Understanding Headscale ACLs and Users

I spent quite a bit of time while I was learning Headscale being confused about users. Here are some key points that helped me understand them.

Here are some things to keep in mind about Headscale users and ACLs that might make your Headscale configuration less confusing:

  • If you are using OIDC, users nodes will be be created in a “user” according to their login name.
  • “Users” can be used as the src or dst in an ACL.
  • “Users” can be grouped, and users can be in more than one group.
  • The “user” also appears in the MagicDNS: nodename.user.base_domain.
  • Nodes that have tags will not get logged out or be subject to the “oidc expiry” time.
  • “autogroup:self” does not exist in headscale at this moment. None of the “autogroups” do.

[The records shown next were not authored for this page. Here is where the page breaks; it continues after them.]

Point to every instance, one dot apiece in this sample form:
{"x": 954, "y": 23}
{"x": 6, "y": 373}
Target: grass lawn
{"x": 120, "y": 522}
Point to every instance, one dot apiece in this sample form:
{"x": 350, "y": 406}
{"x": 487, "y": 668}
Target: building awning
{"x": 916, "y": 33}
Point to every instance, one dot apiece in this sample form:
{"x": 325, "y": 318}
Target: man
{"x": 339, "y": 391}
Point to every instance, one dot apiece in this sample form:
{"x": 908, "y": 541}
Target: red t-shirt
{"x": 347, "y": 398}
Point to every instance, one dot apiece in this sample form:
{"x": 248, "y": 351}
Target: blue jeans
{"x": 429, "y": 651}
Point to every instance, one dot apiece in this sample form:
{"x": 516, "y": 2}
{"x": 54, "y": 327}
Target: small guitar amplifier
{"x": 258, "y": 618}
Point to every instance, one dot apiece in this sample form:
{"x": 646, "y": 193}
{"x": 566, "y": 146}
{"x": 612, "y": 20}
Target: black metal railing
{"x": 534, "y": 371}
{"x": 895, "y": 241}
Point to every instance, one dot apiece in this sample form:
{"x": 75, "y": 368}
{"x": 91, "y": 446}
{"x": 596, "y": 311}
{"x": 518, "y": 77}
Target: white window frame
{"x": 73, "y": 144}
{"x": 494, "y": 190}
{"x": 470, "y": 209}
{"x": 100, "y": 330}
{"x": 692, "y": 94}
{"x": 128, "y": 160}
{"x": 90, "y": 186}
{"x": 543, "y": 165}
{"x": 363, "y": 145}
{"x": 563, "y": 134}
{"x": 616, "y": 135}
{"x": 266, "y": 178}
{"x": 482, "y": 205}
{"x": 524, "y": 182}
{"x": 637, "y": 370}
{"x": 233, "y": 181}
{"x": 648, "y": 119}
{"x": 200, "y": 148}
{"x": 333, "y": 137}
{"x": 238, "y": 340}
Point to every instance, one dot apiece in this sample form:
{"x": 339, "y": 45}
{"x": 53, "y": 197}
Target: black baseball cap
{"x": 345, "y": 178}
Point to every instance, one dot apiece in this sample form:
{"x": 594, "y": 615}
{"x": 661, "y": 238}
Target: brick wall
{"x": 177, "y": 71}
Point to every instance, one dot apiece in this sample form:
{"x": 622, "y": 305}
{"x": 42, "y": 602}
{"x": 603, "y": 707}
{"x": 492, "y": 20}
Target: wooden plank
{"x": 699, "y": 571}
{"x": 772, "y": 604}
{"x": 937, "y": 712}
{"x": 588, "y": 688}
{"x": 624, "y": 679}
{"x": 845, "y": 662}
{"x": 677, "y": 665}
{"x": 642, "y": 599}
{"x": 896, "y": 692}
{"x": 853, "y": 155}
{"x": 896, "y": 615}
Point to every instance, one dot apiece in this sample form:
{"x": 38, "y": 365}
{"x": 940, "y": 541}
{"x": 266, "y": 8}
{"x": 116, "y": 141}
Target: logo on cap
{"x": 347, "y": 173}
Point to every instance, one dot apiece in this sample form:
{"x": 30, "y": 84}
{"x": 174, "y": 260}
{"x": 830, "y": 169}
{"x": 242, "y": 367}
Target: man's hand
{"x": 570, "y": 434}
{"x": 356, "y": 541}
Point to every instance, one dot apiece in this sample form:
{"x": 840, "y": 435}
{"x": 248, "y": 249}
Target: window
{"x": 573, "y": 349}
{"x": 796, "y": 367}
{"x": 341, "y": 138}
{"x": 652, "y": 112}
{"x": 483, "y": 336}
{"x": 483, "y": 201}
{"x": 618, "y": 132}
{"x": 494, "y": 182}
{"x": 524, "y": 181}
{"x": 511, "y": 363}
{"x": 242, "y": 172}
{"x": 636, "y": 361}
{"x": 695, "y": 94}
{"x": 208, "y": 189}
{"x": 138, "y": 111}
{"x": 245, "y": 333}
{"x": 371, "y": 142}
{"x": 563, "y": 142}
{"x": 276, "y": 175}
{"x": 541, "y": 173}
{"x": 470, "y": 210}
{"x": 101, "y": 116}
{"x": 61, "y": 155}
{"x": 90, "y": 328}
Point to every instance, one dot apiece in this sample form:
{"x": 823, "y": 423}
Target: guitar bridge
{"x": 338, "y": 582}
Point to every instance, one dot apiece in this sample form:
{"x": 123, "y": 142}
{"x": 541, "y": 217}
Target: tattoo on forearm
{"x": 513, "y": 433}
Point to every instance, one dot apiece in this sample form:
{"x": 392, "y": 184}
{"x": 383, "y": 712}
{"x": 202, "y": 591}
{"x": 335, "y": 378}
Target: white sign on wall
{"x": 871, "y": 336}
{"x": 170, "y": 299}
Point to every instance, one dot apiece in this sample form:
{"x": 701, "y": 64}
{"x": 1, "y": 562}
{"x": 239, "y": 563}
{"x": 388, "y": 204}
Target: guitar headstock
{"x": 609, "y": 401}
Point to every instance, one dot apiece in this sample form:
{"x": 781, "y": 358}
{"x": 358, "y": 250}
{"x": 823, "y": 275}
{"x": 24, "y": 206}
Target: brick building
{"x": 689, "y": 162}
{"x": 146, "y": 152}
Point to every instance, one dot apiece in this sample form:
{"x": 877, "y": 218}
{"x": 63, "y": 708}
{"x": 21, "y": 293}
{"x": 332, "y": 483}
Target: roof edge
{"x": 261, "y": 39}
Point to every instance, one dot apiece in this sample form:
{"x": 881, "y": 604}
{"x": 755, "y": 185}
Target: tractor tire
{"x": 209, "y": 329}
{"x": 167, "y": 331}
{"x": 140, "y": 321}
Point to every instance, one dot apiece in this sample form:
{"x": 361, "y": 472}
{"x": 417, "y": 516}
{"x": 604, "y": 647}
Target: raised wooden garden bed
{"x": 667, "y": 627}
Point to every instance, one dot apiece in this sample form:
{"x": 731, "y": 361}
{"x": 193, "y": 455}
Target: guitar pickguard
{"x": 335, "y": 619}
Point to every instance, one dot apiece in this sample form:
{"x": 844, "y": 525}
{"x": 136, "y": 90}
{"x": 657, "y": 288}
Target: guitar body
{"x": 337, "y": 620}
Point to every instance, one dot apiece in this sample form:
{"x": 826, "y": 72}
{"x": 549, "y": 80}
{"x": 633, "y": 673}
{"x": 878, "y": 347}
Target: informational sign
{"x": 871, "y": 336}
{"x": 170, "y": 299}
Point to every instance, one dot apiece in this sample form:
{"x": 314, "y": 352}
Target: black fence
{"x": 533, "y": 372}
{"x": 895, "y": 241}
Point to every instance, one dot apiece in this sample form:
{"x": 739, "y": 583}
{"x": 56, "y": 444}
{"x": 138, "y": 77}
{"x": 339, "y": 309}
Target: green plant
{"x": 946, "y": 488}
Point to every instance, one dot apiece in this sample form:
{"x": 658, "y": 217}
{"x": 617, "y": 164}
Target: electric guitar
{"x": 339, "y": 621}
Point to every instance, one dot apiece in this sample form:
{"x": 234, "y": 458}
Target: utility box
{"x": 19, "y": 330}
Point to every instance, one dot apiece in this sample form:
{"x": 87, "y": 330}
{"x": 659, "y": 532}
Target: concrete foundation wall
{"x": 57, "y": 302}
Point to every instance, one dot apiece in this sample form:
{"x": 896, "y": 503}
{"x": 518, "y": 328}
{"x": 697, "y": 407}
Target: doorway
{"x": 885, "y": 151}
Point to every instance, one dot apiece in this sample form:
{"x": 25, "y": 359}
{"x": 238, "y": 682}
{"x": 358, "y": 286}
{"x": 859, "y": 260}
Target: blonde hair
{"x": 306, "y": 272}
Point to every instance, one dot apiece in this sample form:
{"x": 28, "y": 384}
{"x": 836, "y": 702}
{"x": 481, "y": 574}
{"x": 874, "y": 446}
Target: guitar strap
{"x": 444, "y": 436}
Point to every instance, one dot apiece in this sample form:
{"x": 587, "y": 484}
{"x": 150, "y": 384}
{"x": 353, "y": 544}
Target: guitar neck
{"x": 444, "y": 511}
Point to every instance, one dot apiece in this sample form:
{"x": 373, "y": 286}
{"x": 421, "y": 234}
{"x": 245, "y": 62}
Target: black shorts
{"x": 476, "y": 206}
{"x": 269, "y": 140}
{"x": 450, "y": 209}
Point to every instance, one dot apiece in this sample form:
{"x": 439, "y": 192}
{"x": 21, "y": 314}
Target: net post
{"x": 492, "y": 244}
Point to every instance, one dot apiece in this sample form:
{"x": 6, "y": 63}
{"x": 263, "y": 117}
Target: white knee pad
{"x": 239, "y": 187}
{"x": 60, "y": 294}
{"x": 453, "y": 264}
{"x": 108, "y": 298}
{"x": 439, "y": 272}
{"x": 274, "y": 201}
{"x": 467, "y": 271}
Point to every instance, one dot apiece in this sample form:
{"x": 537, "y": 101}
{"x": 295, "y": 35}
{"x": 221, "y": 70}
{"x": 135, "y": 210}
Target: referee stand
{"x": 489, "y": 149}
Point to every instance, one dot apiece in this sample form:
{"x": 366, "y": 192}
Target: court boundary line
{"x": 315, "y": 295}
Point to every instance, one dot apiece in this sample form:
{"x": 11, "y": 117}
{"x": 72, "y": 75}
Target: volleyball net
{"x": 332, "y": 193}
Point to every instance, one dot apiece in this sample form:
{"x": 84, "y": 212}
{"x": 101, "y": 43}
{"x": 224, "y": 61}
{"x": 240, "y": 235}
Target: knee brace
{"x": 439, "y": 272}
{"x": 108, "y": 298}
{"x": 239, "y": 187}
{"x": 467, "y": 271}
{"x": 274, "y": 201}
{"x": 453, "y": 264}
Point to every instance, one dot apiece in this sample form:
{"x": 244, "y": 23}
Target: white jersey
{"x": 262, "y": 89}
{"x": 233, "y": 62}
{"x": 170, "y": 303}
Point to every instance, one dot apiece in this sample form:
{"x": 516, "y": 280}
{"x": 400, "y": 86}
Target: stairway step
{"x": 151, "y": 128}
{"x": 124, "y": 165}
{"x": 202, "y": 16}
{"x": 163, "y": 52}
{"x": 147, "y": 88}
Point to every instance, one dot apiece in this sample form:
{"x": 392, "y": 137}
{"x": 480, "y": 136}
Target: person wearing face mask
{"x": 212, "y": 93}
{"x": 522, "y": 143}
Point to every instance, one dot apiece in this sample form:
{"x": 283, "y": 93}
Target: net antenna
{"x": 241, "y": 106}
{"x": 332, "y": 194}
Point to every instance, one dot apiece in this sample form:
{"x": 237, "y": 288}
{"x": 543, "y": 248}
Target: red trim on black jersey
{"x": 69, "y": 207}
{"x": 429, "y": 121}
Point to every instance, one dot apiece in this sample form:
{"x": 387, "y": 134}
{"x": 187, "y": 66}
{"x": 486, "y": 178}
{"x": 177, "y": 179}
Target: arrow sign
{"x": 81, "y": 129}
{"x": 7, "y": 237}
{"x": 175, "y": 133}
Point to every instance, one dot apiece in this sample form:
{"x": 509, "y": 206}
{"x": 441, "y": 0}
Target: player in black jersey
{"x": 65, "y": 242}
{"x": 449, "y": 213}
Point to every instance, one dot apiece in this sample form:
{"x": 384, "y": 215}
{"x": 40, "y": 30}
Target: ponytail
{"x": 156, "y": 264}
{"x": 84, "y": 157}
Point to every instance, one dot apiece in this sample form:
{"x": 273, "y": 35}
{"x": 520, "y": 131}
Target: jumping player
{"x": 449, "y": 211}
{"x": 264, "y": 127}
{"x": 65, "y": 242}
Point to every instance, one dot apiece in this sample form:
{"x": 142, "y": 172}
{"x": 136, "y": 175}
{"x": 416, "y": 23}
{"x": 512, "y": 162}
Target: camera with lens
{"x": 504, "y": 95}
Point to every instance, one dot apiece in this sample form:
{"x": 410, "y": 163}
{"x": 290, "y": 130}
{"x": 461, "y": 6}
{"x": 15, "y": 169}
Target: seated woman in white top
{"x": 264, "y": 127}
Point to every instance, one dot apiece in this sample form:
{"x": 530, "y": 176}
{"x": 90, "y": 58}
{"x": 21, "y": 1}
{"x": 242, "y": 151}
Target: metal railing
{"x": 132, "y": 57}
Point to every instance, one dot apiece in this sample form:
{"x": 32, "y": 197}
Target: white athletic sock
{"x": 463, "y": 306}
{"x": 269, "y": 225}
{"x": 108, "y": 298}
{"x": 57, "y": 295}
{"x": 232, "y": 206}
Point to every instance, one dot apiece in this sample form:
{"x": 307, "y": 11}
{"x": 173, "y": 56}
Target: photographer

Here is how I’m using OIDC, ACLs and users in my organization:

  • I have OIDC set up with our Google “Workspace” Business account.
  • Our people can then install tailscale and login with Google. They are then put into a group based in the username they logged in with (left of the @ in their email address).
  • People have to re-login on their devices every 15 days.
  • Our servers are all in an “ovl” “user”. This is for “overlay network”.
  • Our servers all connected via “tailscale up –accept-routes=false”, because our firewalls advertise routes to the LANs, and tailscale will overwrite the routing so that LAN traffic is forced to go over the tailnet.
  • Our servers all have tags based on their roles and locations, so they won’t be logged out.
  • In our ACLs, I have two groups defined: “ops” and “devs”. All the “ops” are in the “devs” group as well.
  • “group:devs” have extensive access to development machines and limited access to staging and production tagged resources (things like viewing logs and graphs).
  • “group:ops” have extensive access to staging and production and other protected resources.
  • People are able to reach their own and other peoples devices by DNS using: nodename.user and servers via hostname.env.ovl, because the servers nodenames are short_hostname.envname.

Additional, non-standard things:

  • I have a small script that uses the group membership and headscale user-to-IP mappings to generate ipset lists for the different groups. So our legacy firewalling can use those IP sets to tell what group a user is in and apply the correct set of firewall rules to them.
  • The longer term plan is to have people no longer accessing machines via their LAN addresses through the firewall and it’s iptables, but to directly access machines on the tailnet and use ACLs for access.